Чубенко сжал глаза в темные монгольские щелочки, смерил командира особого соединения взглядом, прошелся с головы до ног, по-ребячьи подергал носом, пытаясь понять, нет ли тут подвоха?
Под ногами погромыхивал, дрожал железный пол – разговор происходил в вагоне бронепоезда. Бронепоезд двигался к Екатеринославу. В узкой щели-бойнице можно было разглядеть лишь скудную полоску пространства, в котором появлялись и исчезали унылые голые стволы деревьев, соломенные крыши хат, синевато-белые, какие-то сиротские стенки мазанок.
Взгляд у Дыбенко был открытый, веселый, дружелюбный, в распахе гимнастерки была видна тельняшка, небольшой треугольник – Дыбенко действительно не снимал с себя тельняшки, даже став совершенно сухопутным человеком.
– Ну чего еще надо? – не выдержал Дыбенко. – Говори!
Нет, от такого человека подвоха быть не должно, слишком уж открытый мужик.
Чубенко заговорил вновь – медленно, взвешивая каждое слово, очень коряво, не «пропечатывая» буквы – делал это специально, стараясь затянуть время и поглубже прощупать собеседника.
– Шинели еще нужны, обувка, иначе наше войско никогда не станет похожим на настоящее войско. Одеты кто во что. Кто в зипун, кто в реквизированный фрак, кто в заводскую робу…
Дыбенко не выдержал, усмехнулся – раскусил гостя. Чубенко эту усмешку засек, насупился, свел брови в одну линию.
– Я понял – шинели и обувь, – произнес Дыбенко, выставил перед собой огромную руку, загнул два пальца. – Еще что требуется?
– Больше ничего. Все остальное есть.
– А деньги?
– Деньги у нас есть, но ежели подкинете малость – не откажемся.
– С деньгами у нас не так, как с шинелями и сапогами, но малость – обязательно подкинем, – пообещал Дыбенко. – Как хорошим друзьям.
Чубенко не выдержал, привстал на железной лавке, привинченной к полу.
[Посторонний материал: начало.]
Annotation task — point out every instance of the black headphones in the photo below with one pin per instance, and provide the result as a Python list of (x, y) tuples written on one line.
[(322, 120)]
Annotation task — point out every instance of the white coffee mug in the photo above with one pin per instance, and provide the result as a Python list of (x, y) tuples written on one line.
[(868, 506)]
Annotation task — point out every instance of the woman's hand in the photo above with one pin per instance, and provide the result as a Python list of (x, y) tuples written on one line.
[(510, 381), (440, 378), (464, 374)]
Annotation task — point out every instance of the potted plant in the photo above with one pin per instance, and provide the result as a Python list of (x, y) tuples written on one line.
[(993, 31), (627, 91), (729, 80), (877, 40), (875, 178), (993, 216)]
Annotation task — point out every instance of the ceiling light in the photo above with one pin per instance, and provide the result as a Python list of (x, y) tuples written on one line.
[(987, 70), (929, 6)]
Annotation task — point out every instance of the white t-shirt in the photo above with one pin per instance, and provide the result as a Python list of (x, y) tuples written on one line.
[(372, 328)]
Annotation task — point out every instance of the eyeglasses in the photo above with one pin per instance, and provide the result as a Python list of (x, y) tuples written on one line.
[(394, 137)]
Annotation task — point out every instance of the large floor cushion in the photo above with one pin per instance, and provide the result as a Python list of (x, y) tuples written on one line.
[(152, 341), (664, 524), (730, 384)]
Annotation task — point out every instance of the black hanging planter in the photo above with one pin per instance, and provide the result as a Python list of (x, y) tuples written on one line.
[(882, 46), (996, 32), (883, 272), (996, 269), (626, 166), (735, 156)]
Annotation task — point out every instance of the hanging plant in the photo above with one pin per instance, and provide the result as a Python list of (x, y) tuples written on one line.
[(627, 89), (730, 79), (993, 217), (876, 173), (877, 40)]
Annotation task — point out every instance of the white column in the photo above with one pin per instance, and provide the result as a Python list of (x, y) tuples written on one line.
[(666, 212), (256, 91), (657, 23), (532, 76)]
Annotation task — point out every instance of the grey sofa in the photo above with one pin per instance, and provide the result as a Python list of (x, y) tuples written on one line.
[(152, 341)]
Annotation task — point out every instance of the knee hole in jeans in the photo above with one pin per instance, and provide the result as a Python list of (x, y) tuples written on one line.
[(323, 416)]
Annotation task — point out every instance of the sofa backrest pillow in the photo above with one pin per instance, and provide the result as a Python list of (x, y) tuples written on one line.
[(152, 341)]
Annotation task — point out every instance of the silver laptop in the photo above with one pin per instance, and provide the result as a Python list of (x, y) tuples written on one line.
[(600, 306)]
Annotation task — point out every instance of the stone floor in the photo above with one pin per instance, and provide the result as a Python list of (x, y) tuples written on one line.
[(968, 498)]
– От имени Нестора Ивановича Махно благодарствую сердечно, – сказал он.
– Только у меня будет одно условие, – произнес Дыбенко, глядя немигающими глазами прямо в лицо собеседнику.
Тот поскучнел, спросил нехотя:
– Какое?
– Все ваши сабли, тачанки, лошади, люди, полевые котлы – в общем, все соединение вместе с батькой и всей начинкой, что есть в полках, войдете в состав Красной армии. Договорились? На таких условиях вы получите все, о чем шла речь.
Чубенко поежился.
– Этот вопрос я не могу решить единолично, его надо согласовать с Нестором Ивановичем.
Дыбенко глянул в узкую прорезь-бойницу. За стенкой бронированного вагона неспешно уползала назад притихшая украинская земля. До боли, до стона знакомые хатки-мазанки, крытые соломой, черноствольные вишни, вызывающие ощущение печали и холода, продрогшие стволы яблонь… Чубенко также глянул в окно, и у него перехватило горло. Он гулко сглотнул слюну.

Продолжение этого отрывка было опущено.